Knowing How to be the Church?

church-and-mountainsWritten by Kevin Timpe

Kevin Timpe is currently the William Harry Jellema Chair in Christian Philosophy at Calvin College. Most of his previous work has focused on agency, virtue, and issues in the philosophy of religion. These days, he thinks a lot about disability and how we could reconfigure our social structures in ways that would better include those who have them. His website can be found at
Here’s a question I’ve been thinking about (in part because people have asked me it): What should the role of the church be in response to the turmoil of the recent election?

In one sense, this is an easy question to answer. The Church’s response should be what the Church’s response should always be. To faithfully proclaim the good news. To participate in the redemption of the entire world through sacrificial and sanctifying love. To help its members love God with all their being. To embody the Flesh broken and the Blood poured out for all humanity. To care for the widow, the orphan, the outcast, the oppressed. To lay down our lives for the lives of others.

All that is to say, the Church’s response is to be the Church—the Body of Christ—as it is called to be.

All that is, I think, true. And in one sense, that’s the most true answer I know to give. But in another sense, it’s a cop-out, a platitude, a ‘Sunday school answer’ of the sort that I’ve grown to despise. Such words may be true, but they can also ring hollow.

Even now, two weeks after the election, how does one attempt to answer this question in a non-platitudinous way, a way that doesn’t cheapen the situation our country and those in it are in by suggesting such an easy answer?

Like many other people, I don’t know.
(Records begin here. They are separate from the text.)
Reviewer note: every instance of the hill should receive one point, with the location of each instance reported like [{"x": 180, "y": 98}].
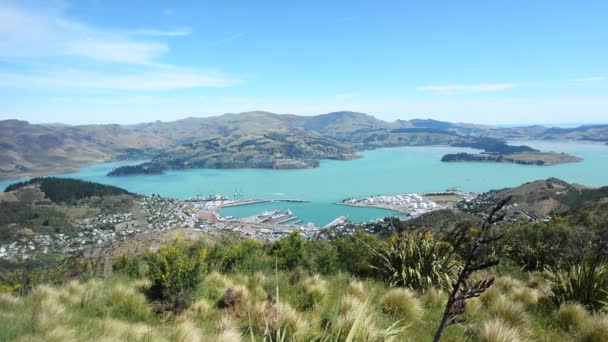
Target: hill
[
  {"x": 51, "y": 206},
  {"x": 541, "y": 198},
  {"x": 250, "y": 139},
  {"x": 30, "y": 150}
]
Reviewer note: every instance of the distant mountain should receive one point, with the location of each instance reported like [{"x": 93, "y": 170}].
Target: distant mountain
[
  {"x": 29, "y": 150},
  {"x": 259, "y": 139}
]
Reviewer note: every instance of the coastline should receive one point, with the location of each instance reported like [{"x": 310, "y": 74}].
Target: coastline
[{"x": 13, "y": 177}]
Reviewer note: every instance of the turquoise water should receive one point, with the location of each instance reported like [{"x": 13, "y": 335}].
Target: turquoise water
[{"x": 383, "y": 171}]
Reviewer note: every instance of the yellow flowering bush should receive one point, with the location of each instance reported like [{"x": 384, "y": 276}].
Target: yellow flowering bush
[{"x": 175, "y": 272}]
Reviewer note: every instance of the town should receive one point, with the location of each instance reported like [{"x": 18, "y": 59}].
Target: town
[
  {"x": 155, "y": 213},
  {"x": 414, "y": 204}
]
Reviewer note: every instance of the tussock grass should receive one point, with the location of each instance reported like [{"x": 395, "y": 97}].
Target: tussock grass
[
  {"x": 7, "y": 301},
  {"x": 496, "y": 330},
  {"x": 229, "y": 335},
  {"x": 507, "y": 284},
  {"x": 434, "y": 297},
  {"x": 511, "y": 312},
  {"x": 200, "y": 308},
  {"x": 472, "y": 306},
  {"x": 48, "y": 311},
  {"x": 356, "y": 318},
  {"x": 595, "y": 330},
  {"x": 403, "y": 303},
  {"x": 572, "y": 316},
  {"x": 356, "y": 288},
  {"x": 60, "y": 333},
  {"x": 123, "y": 330},
  {"x": 186, "y": 332},
  {"x": 526, "y": 295},
  {"x": 116, "y": 309}
]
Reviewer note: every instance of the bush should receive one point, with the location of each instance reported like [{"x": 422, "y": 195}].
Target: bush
[
  {"x": 583, "y": 283},
  {"x": 175, "y": 273},
  {"x": 496, "y": 330},
  {"x": 572, "y": 316},
  {"x": 355, "y": 254},
  {"x": 292, "y": 251},
  {"x": 324, "y": 257},
  {"x": 132, "y": 267},
  {"x": 536, "y": 246},
  {"x": 419, "y": 261},
  {"x": 248, "y": 256},
  {"x": 402, "y": 302}
]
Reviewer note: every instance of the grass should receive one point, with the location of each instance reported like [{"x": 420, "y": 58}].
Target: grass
[{"x": 115, "y": 309}]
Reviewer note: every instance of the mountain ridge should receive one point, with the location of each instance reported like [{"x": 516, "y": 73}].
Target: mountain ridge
[{"x": 38, "y": 149}]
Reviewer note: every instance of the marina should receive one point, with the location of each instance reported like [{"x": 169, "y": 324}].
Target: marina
[{"x": 383, "y": 171}]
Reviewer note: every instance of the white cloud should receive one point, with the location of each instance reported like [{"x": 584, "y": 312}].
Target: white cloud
[
  {"x": 118, "y": 60},
  {"x": 163, "y": 33},
  {"x": 159, "y": 78},
  {"x": 26, "y": 32},
  {"x": 471, "y": 88},
  {"x": 591, "y": 79}
]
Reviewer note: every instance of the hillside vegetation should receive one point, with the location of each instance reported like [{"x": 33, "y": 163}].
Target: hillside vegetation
[
  {"x": 390, "y": 286},
  {"x": 232, "y": 140}
]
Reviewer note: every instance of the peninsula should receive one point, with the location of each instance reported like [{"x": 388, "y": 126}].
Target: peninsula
[{"x": 525, "y": 158}]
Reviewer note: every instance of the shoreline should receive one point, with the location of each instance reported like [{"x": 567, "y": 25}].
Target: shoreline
[{"x": 76, "y": 168}]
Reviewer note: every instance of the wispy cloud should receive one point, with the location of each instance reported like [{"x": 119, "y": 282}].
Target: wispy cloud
[
  {"x": 163, "y": 33},
  {"x": 27, "y": 32},
  {"x": 107, "y": 60},
  {"x": 161, "y": 78},
  {"x": 470, "y": 88},
  {"x": 346, "y": 96},
  {"x": 590, "y": 79}
]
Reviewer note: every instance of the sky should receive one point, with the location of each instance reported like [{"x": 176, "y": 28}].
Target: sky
[{"x": 490, "y": 62}]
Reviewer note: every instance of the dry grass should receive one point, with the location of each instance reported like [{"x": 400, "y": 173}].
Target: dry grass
[
  {"x": 496, "y": 330},
  {"x": 7, "y": 301},
  {"x": 186, "y": 332},
  {"x": 402, "y": 302},
  {"x": 60, "y": 333},
  {"x": 526, "y": 295},
  {"x": 572, "y": 316},
  {"x": 356, "y": 317},
  {"x": 511, "y": 312},
  {"x": 491, "y": 296},
  {"x": 125, "y": 331},
  {"x": 355, "y": 288},
  {"x": 229, "y": 335},
  {"x": 596, "y": 330},
  {"x": 434, "y": 297},
  {"x": 200, "y": 308},
  {"x": 48, "y": 312}
]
Our default, or at least my default, is to think about what needs to be done on a systemic level. End racism, sexism, economic oppression, and the continued (and likely irreversible) destruction of the environment? Of course—though I don’t know how. Organize to mobilize against the unjust, irrational, and unloving social structures that permeate our contemporary American lives? Sign me up—but someone will have to tell me the details. Take to our college campuses and streets in public protest? I’m all for it—but I hope and pray that such protests don’t inspire further violence in a deeply polarized political climate. Abolish the two party-system and the electoral college? Maybe.

But how to do any of this?

The structural issues for many of us are paralyzing. As soon as I come across what I think might be a good idea, I come across reasons why it’s a bad idea or won’t work. I, like probably millions of individuals across the country, don’t know how to take on the structural issues. I’m left in a paralyzing haze of anger, uncertainty, and good intentions run amuck.
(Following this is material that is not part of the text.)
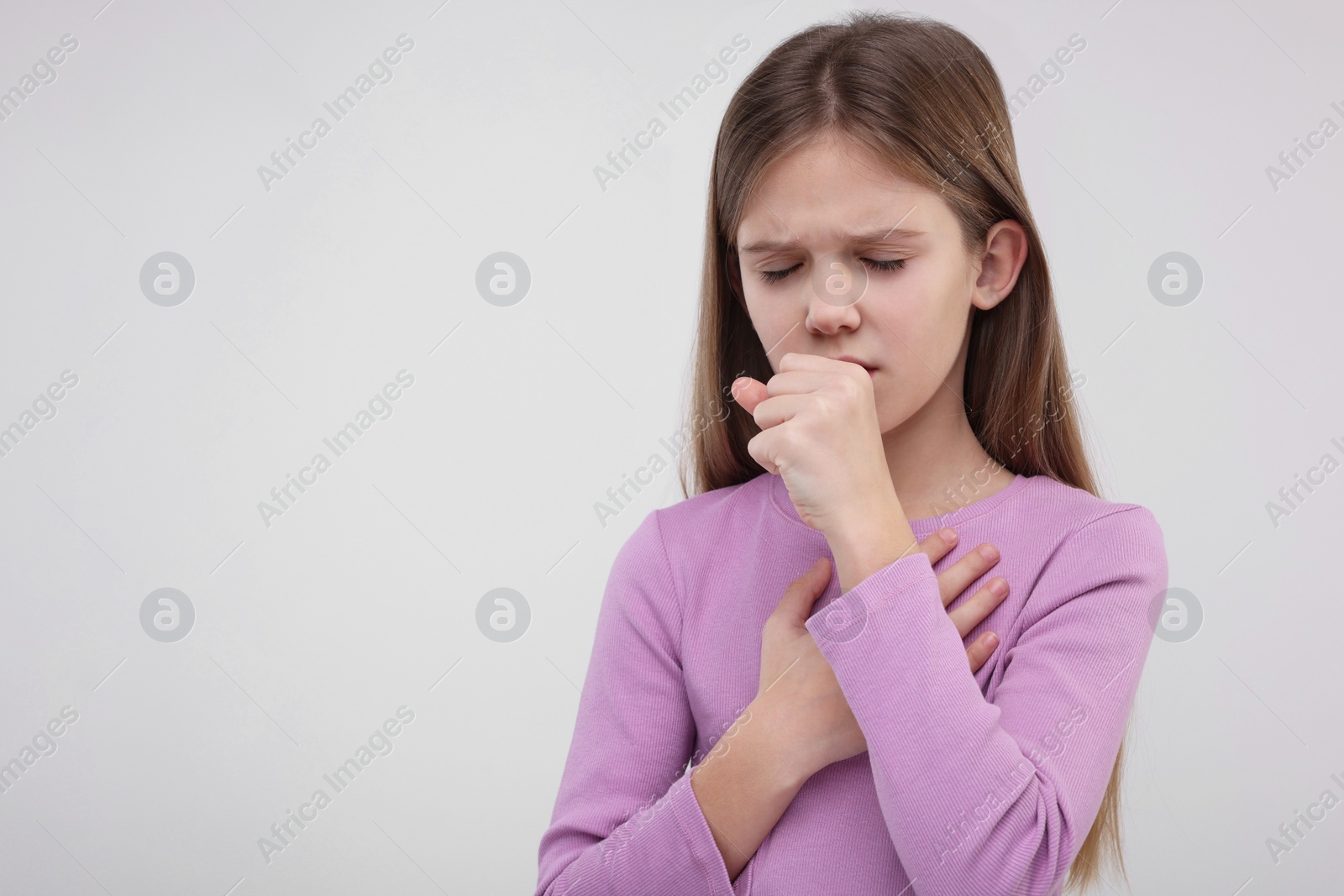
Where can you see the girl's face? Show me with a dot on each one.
(843, 258)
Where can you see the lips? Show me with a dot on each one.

We absolutely need to figure out these issues. We need to keep thinking about how to best work on the macro-scale to improve our country, our culture, our communities. But as we do that, we absolutely cannot wait to take small steps in our own lives, in our neighborhoods.
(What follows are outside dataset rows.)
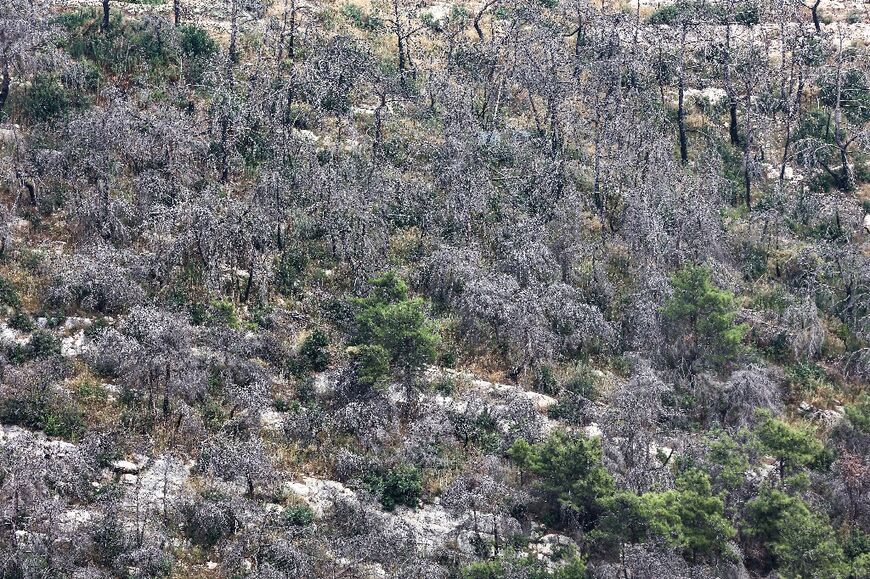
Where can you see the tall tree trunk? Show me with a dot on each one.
(681, 111)
(234, 31)
(105, 24)
(815, 11)
(5, 82)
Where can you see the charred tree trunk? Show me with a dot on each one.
(681, 111)
(105, 25)
(5, 82)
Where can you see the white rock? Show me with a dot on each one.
(76, 323)
(74, 345)
(542, 402)
(272, 420)
(125, 466)
(593, 430)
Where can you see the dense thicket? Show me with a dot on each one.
(254, 258)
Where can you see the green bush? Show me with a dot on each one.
(46, 412)
(702, 319)
(794, 447)
(800, 542)
(569, 473)
(361, 19)
(400, 485)
(391, 325)
(690, 517)
(47, 98)
(195, 42)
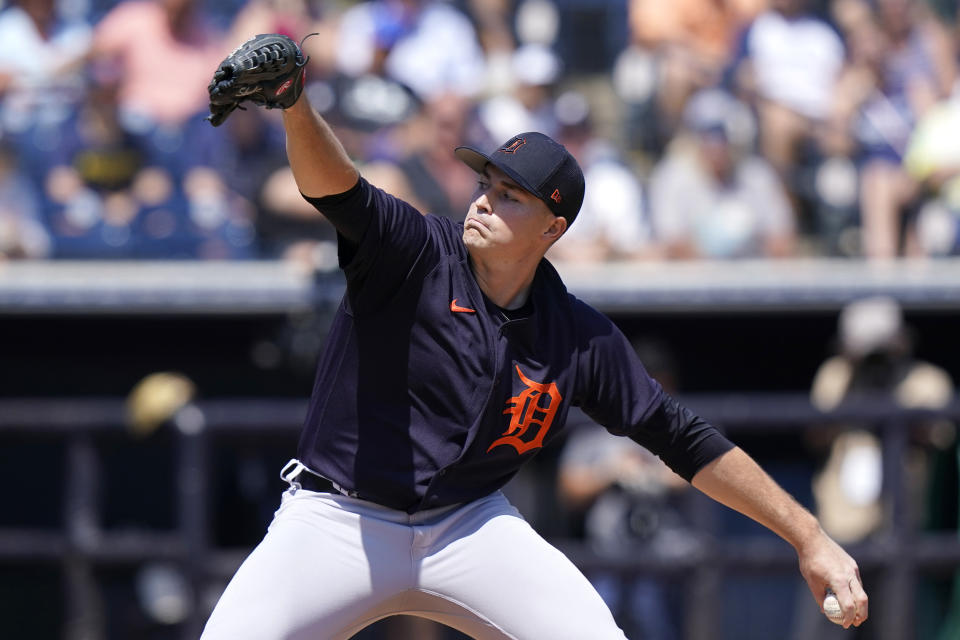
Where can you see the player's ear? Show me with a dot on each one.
(557, 226)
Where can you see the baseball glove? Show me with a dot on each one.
(267, 70)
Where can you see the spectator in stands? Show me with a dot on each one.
(710, 196)
(613, 222)
(690, 43)
(788, 65)
(89, 178)
(933, 160)
(630, 504)
(22, 234)
(528, 105)
(426, 45)
(41, 53)
(904, 65)
(441, 186)
(167, 49)
(108, 198)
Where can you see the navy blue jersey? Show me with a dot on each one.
(427, 395)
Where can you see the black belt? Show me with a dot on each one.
(313, 482)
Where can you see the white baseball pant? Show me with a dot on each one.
(331, 565)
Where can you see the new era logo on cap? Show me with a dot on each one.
(540, 165)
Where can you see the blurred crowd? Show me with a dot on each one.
(706, 129)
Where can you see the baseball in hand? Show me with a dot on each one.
(831, 607)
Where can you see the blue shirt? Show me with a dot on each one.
(426, 395)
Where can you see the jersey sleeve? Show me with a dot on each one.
(381, 240)
(620, 395)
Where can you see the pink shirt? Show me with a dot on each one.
(164, 78)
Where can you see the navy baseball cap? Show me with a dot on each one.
(540, 165)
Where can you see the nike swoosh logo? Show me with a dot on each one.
(457, 308)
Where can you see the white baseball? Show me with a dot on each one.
(831, 607)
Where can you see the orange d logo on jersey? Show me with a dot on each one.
(534, 408)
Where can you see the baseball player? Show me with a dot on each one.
(453, 358)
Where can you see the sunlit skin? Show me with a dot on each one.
(507, 231)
May I take a stand against every injustice in my local community that I see. May I help erase the racist graffiti on the houses of worship that are the object of hate. May I talk with my kids about why they shouldn’t exclude others simply because they’re different in some way, visible but ultimately unimportant. May they come to know that race, gender, sex, political affiliation, disability status, degree of beauty or socio-economic status is less important than our common humanity. May I work to make sure that people in my own community aren’t denied housing based on their refugee status or ethnicity or gender identity. May I tolerate no bullying and speak against it wherever I see it. May I model to my students that tolerating an injustice we could stand against is to be complicit in that injustice. May I not forget that nearly every economic choice I make has environmental implications that my children will have to live with. May I take steps both small and large to undermine the sexism and misogyny that is so interwoven into the fabric of our daily lives. May I admit, both to myself and in public, the ways that my privilege is largely a result of historical oppression and mistreatment, even if I played no active role in either. May I not minimize the fear that so many feel and is historically understandable simply because I am safe and likely to remain so.

And let us not forget that the Body that is broken and the Blood that is poured out for me is also poured out for my ‘political enemy’. It’s poured out for the president whom I think will be bad for our country. For those of different religious creeds and faiths. For the oppressed. And also for those who perpetrate the oppression.

How do we love the oppressed and the oppressor, without condoning the harm the latter perpetrates against the former?

If I knew that, I’d know how to be the Church.